Kir6.2 C-terminal acidic motif mediates channel targeting and human diabetes mutation in motif abolishes Kir6.2 trafficking. (A) Identification of human permanent neonatal diabetes mutation in Kir6.2 C-terminal motif (E322K) and alignment with Na_v1.5 human Brugada syndrome arrhythmia mutation (affects ankyrin-binding and channel targeting). (B) Human PNDM mutation in Kir6.2 C-terminal motif blocks AnkB-binding. (C and D) Human PNDM mutation E322K is sufficient to reduce AnkB-binding in context of peptide. (E and F) In contrast to GFP, GFP-Kir6.2 is expressed primarily at the membrane of HEK293 cells. (G–K) GFP-Kir6.2 C-terminal motif mutants that affect AnkB-binding display abnormal membrane targeting in HEK293 cells (G–I) and primary WT (J) and AnkB^−/− fibroblasts (K). Note perinuclear expression of mutants (white arrows).
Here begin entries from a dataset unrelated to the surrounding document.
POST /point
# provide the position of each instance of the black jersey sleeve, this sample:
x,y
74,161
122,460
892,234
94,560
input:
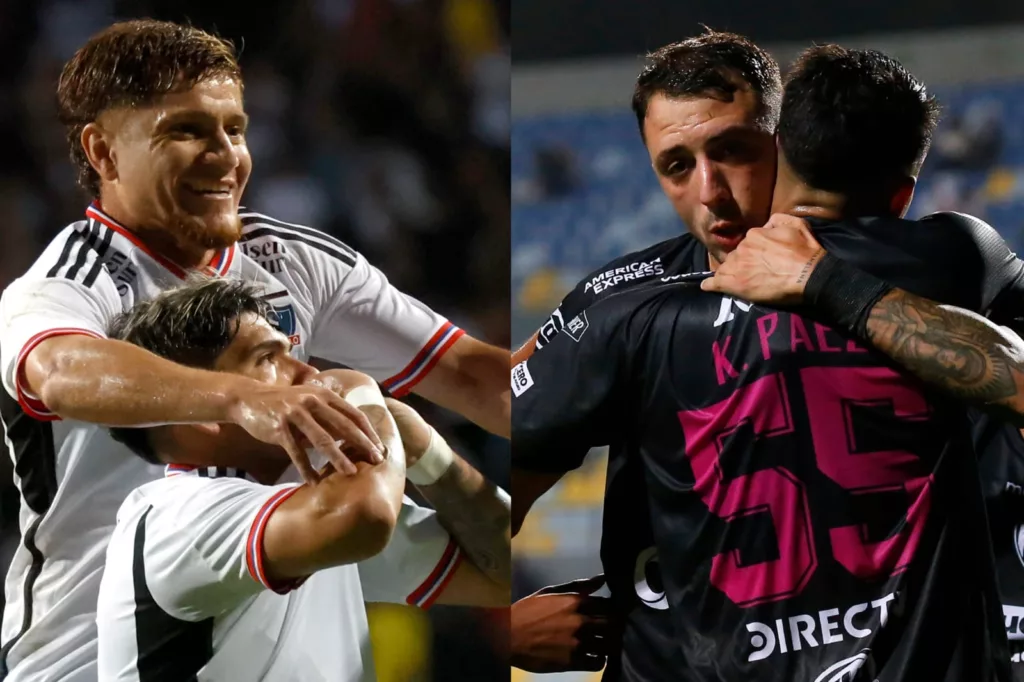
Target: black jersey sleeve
x,y
950,258
1003,271
565,396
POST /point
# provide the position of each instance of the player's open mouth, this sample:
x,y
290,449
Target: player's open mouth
x,y
210,192
727,235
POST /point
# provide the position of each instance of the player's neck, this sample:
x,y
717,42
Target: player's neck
x,y
796,198
158,240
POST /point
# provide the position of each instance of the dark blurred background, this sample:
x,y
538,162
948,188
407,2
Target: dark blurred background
x,y
584,192
383,122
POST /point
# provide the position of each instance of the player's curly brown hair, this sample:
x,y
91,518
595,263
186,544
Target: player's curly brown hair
x,y
130,64
713,65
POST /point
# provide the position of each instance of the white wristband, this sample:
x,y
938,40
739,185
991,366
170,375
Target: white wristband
x,y
433,464
363,395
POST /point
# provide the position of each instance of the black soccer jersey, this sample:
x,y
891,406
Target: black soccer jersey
x,y
1000,452
628,553
800,488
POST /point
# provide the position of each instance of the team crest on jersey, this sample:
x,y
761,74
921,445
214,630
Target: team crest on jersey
x,y
578,326
1019,542
282,316
726,313
847,670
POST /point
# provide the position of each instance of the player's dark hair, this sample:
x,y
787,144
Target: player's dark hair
x,y
854,117
714,65
190,325
131,64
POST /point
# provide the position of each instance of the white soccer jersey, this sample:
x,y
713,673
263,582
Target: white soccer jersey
x,y
184,596
73,476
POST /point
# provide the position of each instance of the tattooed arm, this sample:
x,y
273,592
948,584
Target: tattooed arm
x,y
477,513
952,348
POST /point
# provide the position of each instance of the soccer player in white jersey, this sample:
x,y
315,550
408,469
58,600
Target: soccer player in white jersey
x,y
155,120
228,568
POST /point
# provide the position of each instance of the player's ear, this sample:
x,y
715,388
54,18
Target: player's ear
x,y
96,143
207,428
902,197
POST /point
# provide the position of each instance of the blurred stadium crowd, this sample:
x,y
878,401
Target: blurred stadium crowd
x,y
383,122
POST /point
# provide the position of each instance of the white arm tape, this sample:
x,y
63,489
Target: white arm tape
x,y
433,464
363,395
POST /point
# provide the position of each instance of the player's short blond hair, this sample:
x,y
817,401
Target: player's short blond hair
x,y
130,64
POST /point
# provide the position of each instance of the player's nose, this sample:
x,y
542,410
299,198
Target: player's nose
x,y
301,372
222,152
713,189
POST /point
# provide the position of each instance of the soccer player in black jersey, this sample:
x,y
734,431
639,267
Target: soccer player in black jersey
x,y
707,109
798,482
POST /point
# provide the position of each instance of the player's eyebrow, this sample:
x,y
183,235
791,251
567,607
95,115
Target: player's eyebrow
x,y
269,345
732,132
186,115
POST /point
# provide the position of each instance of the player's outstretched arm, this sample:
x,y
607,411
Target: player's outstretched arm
x,y
563,628
956,350
340,519
470,379
476,512
110,382
952,348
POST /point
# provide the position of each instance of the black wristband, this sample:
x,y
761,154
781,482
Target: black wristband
x,y
844,294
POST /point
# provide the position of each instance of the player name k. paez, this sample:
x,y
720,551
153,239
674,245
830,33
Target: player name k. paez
x,y
828,626
637,270
779,333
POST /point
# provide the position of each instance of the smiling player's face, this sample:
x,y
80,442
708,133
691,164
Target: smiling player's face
x,y
715,162
179,164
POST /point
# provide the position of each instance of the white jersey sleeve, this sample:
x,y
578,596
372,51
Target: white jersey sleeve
x,y
417,564
203,548
60,294
359,320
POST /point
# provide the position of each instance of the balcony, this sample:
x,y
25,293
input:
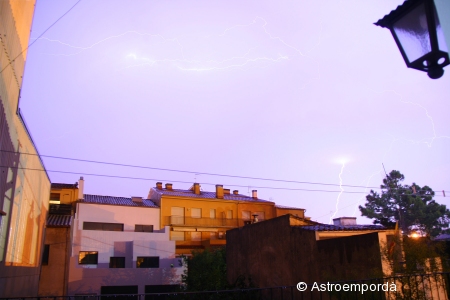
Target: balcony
x,y
204,222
Additional staining represents phalloidin (red) and nuclear dye topro-3 (blue). (Scale bar, 10 μm.)

Fig. 5.

Kir6.2 C-terminal motif plays role in K_ATP channel metabolic regulation. (A–C) Membrane-associated K_ATP channels composed of E322K Kir6.2 subunits (lack ankyrin-binding) demonstrate a significant reduction in ATP sensitivity. Mutant channels demonstrate a rightward shift in ATP sensitivity (WT Kir6.2 = 10 μM, E322K channels = 62 μM) versus WT channels. (C) We observed no difference in the ATP sensitivity of Kir6.2 E322A (displays normal ankyrin-binding activity) compared with WT channels.